Paulo
Pereira de Almeida – Diário de Notícias, opinião
A
pobreza é um dos princípios para se desencadearem conflitos violentos. Guerras.
É por isso - no mínimo - espantoso que uma elite de privilegiados e bem pagos
tecnocratas continuem a insistir numa receita para o desastre. Neste caso
concreto - e na União Europeia (UE), em geral, e no caso da zona euro, em
particular - soubemos na semana passada pelo DN que "o Presidente da
República e Subir Lall, o chefe de missão do FMI a Portugal, disseram que as
reformas das contas públicas e da economia são um novo "modo de vida"
que os países têm de adotar e de maneira "permanente"."
Mais.
Esta opinião foi também reforçada pelo chamado Conselho das Finanças Públicas
(CFP), pelo que - segundo o Dinheiro Vivo (um excelente site especializado em
economia) - "o estudo do CFP acaba por servir de recado ao próximo
governo. Se o executivo que sair das eleições de setembro/outubro próximo não
incrementar as reformas -, isto é, se as políticas adotadas forem as mesmas que
hoje existem (o chamado "pressuposto de políticas invariantes") e se
forem totalmente eliminadas as medidas excecionais (sobretaxa do IRS, corte de
salários públicos) -, a diferença entre o saldo orçamental sem mais medidas e o
"saldo necessário para cumprir o ajustamento anual" à luz das regras
europeias traduz-se num "desvio" de 1,9% do PIB já em 2016." Ou
seja, a "austeridade" tem agora um novo nome e uma nova semântica.

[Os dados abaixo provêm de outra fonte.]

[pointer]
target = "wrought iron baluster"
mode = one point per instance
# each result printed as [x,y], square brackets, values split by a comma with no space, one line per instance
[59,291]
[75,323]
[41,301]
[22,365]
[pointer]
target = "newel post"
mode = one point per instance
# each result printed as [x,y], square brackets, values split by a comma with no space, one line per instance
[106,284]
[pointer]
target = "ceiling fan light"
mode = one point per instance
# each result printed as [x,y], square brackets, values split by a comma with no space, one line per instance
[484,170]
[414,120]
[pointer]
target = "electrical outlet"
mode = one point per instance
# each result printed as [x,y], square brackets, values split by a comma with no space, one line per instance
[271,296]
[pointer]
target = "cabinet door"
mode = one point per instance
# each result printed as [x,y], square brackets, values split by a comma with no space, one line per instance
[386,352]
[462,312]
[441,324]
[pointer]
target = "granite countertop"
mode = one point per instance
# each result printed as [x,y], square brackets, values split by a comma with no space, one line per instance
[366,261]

Designa-se "pressuposto de políticas invariantes" e é apresentada -
uma vez mais - como a única alternativa (semanticamente nem se trata de alternativa,
pois esta pressupõe - justamente - a possibilidade de escolha). É grave. Se
considerarmos o que aconteceu em países soberanos como Portugal e Grécia, e se
atendermos às políticas públicas socialmente devastadoras que aqui foram
implementadas como se se tratasse de "engenharia social", os
resultados foram um retrocesso civilizacional, uma desmotivação das populações
e um afastamento e alheamento da política e das causas públicas. Na verdade,
estamos - seguramente - à beira de uma rutura social e cívica com consequências
ainda imprevisíveis. E se somarmos a este cenário a reconfiguração do espectro
político, com o já visível (em França e em Espanha, concretamente) fim do
bipartidarismo e com a fragmentação dos eleitorados aparentemente órfãos de uma
representação política e democrática que os mobilize para a sua vida quotidiana
e para os desafios políticos dos seus países, corremos - então - um
considerável risco de anomia social.
Mas
isto não é tudo. O mais preocupante - em meu entender - é mesmo a atual forma
de mobilização da mão-de-obra e a sua cada vez mais parca capacidade de
melhoria da qualidade de vida através de um salário digno. E é este o resultado
do tal "pressuposto de políticas invariantes". Escandaloso. Mas foi
esta mesma elite de tecnocratas que - a seu tempo - defendeu a
"necessidade" de baixar salários e de reduzir despesas. Lamento.
Estão - em minha opinião - invariavelmente errados. É que o resultado e o fim
último da política deve - obviamente - ser o da melhoria da qualidade de vida
das populações, o prolongamento da sua esperança de vida e do seu bem-estar.
Esperemos - pois - que esta ditadura da austeridade, este neofeudalismo que nos
transforma em escravos deste tipo de políticas tenha - nos próximos tempos - um
fim à vista. Pela minha parte, e porque não gostaria de ver a Europa novamente num
conflito armado, vou - obviamente - manter a esperança.